TaxSEA: Taxon Set Enrichment Analysis

TaxSEA is designed for microbiome researchers seeking deeper functional insights into their datasets.A common question in human microbiome research is whether a detected pattern of microbial changes has been previously reported in other diseases or contexts. However, current methods to answer this question are highly limited, often requiring researchers to manually search literature, cross-reference multiple databases, or repurpose tools not originally designed for microbiome data. TaxSEA directly addresses this gap by integrating multiple public microbiome databases, allowing researchers to systematically test for enrichment of known disease signatures, metabolite producers, or other biologically relevant taxon sets. TaxSEA is available as R package.

TaxSEA takes as input a vector of genus or species names and a rank. For example log2 fold changes or Spearman's rho. TaxSEA then uses a Kolmogorov-Smirnov test to identify if a particular group of species or genera (i.e. a set of taxa such as butyrate producers) are skewed to one end of the distribution .

Simply put, TaxSEA allows users to rapidly convert species/genus level changes to alterations in

Metabolite producers
Disease signatures
Previously published associations

Note: Although TaxSEA in principle can be applied to microbiome data from any source, the databases utilized largely cover human associated microbiomes and the human gut microbiome in particular. As such TaxSEA will likely perform best on human gut microbiome data.

Taxon set database

By default TaxSEA utilizes taxon sets generated from five reference databases (gutMGene, GMrepo v2, MiMeDB, mBodyMap, BugSigDB).

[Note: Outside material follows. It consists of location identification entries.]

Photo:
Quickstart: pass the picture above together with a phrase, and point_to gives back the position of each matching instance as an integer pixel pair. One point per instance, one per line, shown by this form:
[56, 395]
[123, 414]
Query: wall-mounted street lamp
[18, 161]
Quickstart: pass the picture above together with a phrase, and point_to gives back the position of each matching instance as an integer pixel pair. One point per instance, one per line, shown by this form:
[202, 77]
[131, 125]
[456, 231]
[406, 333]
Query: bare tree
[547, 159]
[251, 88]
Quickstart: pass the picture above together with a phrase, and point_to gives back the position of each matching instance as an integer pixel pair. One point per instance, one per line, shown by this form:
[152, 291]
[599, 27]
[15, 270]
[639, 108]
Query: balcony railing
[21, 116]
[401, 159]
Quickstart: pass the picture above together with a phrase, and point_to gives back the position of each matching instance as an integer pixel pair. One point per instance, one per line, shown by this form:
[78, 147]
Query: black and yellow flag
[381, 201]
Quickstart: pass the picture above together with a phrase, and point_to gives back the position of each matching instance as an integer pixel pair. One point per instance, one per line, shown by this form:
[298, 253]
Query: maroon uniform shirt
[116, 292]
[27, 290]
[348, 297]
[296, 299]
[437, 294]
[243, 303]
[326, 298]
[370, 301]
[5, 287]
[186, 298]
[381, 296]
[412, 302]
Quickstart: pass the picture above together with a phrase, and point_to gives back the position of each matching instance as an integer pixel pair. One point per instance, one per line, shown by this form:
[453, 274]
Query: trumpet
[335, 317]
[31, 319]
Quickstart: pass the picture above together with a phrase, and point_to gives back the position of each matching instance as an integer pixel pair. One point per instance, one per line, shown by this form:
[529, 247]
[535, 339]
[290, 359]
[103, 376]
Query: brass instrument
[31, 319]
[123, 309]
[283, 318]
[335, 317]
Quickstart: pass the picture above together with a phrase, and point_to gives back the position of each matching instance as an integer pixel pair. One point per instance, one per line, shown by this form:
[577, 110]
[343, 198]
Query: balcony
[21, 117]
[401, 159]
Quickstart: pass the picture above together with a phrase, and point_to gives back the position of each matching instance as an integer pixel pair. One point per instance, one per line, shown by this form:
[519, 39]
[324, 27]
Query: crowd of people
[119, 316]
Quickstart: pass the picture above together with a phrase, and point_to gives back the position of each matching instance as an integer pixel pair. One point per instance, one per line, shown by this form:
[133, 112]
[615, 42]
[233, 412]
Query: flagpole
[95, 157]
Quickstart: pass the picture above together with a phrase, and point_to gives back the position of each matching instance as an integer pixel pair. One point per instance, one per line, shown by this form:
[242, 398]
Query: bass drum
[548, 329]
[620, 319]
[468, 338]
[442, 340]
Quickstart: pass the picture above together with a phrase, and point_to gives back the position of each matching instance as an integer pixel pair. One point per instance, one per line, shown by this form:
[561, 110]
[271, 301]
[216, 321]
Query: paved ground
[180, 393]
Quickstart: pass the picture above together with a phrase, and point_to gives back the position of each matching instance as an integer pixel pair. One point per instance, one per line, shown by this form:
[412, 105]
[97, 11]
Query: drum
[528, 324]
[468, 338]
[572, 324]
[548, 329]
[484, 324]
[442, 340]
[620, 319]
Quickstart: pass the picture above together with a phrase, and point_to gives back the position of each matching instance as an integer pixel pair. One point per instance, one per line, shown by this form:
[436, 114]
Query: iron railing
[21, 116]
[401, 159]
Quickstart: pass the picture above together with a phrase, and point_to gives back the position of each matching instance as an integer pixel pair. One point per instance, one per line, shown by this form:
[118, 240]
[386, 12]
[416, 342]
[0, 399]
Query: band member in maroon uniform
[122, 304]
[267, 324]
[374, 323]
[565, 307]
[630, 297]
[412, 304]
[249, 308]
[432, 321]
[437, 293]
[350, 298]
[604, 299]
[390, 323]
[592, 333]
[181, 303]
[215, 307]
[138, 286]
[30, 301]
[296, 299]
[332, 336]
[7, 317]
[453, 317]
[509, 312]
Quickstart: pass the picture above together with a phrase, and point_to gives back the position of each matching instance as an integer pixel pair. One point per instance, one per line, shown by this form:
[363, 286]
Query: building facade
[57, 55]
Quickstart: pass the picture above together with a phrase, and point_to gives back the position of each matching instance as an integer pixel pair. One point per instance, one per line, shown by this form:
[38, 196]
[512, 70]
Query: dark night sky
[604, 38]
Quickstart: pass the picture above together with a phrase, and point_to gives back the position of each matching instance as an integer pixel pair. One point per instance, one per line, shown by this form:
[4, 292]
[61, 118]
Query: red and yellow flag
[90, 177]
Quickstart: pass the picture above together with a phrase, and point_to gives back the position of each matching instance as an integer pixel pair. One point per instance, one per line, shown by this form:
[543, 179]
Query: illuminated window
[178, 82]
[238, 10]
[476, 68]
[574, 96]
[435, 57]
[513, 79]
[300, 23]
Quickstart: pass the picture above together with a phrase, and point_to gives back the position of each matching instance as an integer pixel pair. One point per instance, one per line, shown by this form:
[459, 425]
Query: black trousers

See below for examples of using custom databases or taxonomically defined taxon sets.

Please cite the appropriate database if using:

Cheng et al. gutMGene: a comprehensive database for target genes of gut microbes and microbial metabolites Nucleic Acids Res. 2022.
Dai et al. GMrepo v2: a curated human gut microbiome database with special focus on disease markers and cross-dataset comparison Nucleic Acids Res. 2022.
Wishart et. al. MiMeDB: the Human Microbial Metabolome Database Nucleic Acids Res. 2023.
Jin et al. mBodyMap: a curated database for microbes across human body and their associations with health and diseases. Nucleic Acids Res. 2022.
Geistlinger et al. BugSigDB captures patterns of differential abundance across a broad range of host-associated microbial signatures. Nature Biotech. 2023.

Installation

library(devtools)
install_github("feargalr/TaxSEA")
library(TaxSEA)

Usage

Quick start

library(TaxSEA)

# Retrieve taxon sets containing Bifidobacterium longum.
blong.sets <- get_taxon_sets(taxon="Bifidobacterium_longum")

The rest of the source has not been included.